Even aside from the plants that seemed to be growing so quickly that they almost moved as she watched them, she saw the ripples of magic from countless arcane animals bounding, hunting, and living within the landscape.

It was like finding a jungle after living in the desert.

This was the magical equivalent of verdant fields. She was used to highland, arid farming.

Amazing. Even the Academy hadn’t had this high a density of magic.

The arcane beasts kept their distance from the caravan, but she could sense them, even if she couldn’t see them.

She could also occasionally still sense flickers of dimensional energy, near the edge of her range. It’s still out there…great. She’d been hoping that it would stay on the other side of the pass.

As they trundled on down through the foothills, Tala caught glimpses of magical animals and beasts watching them.

Surprisingly, nothing made a move on the caravan, and after a bit of contemplation, she realized why. There’s nothing for them to gain. They live off power, and here, there is power aplenty.

She glanced back towards Alefast, and the beacon of magic that it was.

Human cities, in their early years, drained most of the power from the surrounding lands, providing protection by weakening the magic of anything that would come against it. As such, nothing powerful attacked them. The crazy would-be-emperor’s road had been an exception, because it completely cut off paths and routes, instead of simply being an irritating, prickly obstacle to move around.

As the city aged, the land would compensate, slowly increasing ambient magic in the region to balance it out, until the rate of increase outpaced what the city could draw in. The result was a surge of power that coincided with the city’s final years. Thus, allowing the enemies of man-kind easy access to assault the walls.

After humans left the city, and the spell-lines lost the remnants of their functionality, magic in the region would level out, and slowly return to what it once had been.

A surprisingly mellow, cyclical war of attrition.

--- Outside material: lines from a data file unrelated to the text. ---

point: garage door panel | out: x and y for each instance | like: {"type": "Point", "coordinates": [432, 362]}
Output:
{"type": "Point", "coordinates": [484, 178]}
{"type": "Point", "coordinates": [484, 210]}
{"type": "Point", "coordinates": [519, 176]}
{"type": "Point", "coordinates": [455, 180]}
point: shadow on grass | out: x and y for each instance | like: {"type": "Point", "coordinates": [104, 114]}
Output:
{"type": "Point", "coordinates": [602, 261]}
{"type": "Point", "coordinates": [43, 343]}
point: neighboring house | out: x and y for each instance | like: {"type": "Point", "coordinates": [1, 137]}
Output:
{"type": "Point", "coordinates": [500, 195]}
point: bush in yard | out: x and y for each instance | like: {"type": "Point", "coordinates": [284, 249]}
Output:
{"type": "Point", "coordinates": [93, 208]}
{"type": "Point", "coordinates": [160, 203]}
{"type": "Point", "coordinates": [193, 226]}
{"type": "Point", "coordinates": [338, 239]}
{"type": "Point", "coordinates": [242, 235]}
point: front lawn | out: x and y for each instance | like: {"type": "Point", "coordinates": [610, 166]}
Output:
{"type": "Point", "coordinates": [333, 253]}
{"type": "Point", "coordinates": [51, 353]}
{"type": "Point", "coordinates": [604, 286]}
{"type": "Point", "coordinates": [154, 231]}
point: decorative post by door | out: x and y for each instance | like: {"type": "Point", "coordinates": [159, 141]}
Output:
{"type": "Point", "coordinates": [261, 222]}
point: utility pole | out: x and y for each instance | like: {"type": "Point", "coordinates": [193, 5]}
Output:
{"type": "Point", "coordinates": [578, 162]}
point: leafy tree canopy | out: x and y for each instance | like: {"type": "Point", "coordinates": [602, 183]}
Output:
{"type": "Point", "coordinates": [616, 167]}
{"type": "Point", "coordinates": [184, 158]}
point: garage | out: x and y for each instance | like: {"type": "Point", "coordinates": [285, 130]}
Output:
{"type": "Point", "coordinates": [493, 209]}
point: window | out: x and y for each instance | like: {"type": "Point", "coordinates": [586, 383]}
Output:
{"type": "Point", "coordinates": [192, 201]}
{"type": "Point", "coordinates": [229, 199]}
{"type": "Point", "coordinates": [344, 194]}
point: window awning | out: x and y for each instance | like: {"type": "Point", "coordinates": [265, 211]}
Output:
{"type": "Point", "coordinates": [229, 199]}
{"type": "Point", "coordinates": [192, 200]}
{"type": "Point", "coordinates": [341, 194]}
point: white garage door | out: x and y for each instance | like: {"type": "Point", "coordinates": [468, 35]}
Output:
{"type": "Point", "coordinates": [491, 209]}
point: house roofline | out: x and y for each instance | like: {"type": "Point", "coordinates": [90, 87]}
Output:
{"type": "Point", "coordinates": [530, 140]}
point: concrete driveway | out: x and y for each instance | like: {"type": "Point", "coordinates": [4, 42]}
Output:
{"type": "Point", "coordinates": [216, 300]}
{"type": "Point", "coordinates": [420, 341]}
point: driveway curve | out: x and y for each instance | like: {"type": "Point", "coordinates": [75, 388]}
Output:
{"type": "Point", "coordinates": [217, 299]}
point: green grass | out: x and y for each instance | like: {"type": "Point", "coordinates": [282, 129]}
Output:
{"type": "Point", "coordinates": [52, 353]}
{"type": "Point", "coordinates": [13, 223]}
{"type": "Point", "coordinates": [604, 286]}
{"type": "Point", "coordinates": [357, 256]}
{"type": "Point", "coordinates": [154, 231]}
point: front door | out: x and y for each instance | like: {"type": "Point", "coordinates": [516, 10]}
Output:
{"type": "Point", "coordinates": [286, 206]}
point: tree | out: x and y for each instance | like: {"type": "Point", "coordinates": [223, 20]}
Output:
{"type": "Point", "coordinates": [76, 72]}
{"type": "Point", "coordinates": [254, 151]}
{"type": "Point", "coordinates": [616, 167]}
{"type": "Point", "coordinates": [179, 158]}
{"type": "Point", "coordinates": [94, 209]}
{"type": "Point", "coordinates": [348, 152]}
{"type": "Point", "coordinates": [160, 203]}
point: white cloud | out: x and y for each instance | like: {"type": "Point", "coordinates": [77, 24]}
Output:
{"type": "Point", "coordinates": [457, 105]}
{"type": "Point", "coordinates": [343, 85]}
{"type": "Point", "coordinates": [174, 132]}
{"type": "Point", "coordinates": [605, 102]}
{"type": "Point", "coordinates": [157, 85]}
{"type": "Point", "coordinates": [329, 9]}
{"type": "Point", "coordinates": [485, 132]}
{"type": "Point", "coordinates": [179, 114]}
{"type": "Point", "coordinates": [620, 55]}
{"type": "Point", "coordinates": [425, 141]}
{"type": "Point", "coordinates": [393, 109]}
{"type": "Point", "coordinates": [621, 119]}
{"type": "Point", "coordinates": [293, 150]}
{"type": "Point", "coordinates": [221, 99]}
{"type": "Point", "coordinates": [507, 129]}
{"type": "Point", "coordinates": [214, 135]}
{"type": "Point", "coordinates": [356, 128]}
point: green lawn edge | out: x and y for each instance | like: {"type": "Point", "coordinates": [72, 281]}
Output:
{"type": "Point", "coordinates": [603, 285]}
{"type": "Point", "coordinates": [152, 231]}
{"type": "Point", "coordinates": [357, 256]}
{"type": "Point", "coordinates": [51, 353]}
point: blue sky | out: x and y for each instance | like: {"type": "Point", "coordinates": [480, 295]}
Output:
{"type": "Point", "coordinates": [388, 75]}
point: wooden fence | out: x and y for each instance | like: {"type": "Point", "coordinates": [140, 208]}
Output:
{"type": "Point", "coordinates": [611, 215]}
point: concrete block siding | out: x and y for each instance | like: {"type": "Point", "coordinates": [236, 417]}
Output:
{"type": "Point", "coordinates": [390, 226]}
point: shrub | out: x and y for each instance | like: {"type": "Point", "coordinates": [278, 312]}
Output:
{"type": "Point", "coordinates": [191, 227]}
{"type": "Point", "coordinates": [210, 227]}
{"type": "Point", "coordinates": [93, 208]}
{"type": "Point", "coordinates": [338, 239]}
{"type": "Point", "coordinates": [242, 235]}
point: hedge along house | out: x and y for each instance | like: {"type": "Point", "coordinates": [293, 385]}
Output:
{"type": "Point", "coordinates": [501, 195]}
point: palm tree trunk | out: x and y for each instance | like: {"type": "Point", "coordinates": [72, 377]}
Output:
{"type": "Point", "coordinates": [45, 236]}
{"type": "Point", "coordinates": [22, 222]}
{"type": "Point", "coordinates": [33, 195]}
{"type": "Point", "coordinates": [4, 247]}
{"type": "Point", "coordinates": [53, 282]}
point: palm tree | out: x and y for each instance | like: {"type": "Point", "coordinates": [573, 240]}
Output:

She returned from her musings, scanning their surroundings. Even though the creatures around them had no instinctive reason to attack, many magical creatures were sapient, and some might choose to attack on a whim, or for some unknown purpose. For whatever reason, the more powerful magical creatures were, the more they seemed to dislike humanity. Yet another thing my teachers couldn’t, or wouldn’t, explain…

Given the potential for such powerful attackers, Trent and Atrexia were obvious in their diligence, allowing their defensive power to color the caravan to any with the mage-sight to see it.

In a land full of fruit, why dig through a thorn bush for berries, dried on the branch?

Maybe my venture won’t be as dangerous as I’d feared? It was a bit of a fool’s hope, and she wouldn’t allow it to draw her into complacency, but she did allow it to lift her mood.

Two days in and around Alefast, then back on the road. Back home. She smiled. It was still new, but she was, indeed, making a home for herself in Bandfast.

I am still beholden to those I live with. It soured her thoughts, just slightly. She knew that Lyn genuinely liked her, but she had no illusions about the woman’s first priority, which was to their indentured master. Like virtually everyone. Lyn bent to the whims of her contract even as Tala, herself, did.

Focus on the good. Work to change the bad. She did not think of her father’s kind voice, speaking that truism.

If she’d judged the distance correctly, they had less than three hours left before reaching Alefast, and if patterns held, the work-yard would be just inside the gates.

I could run ahead. She snorted a laugh. I could walk ahead and arrive in half the time. Still, she only considered it for a moment. While she was technically within her rights to do so, it would set a bad impression, and the wrong impression with the wrong people could severely hamper her contract opportunities, under her indenture, going forward.

Thus, she settled in to wait. She did, after all, have books to finish.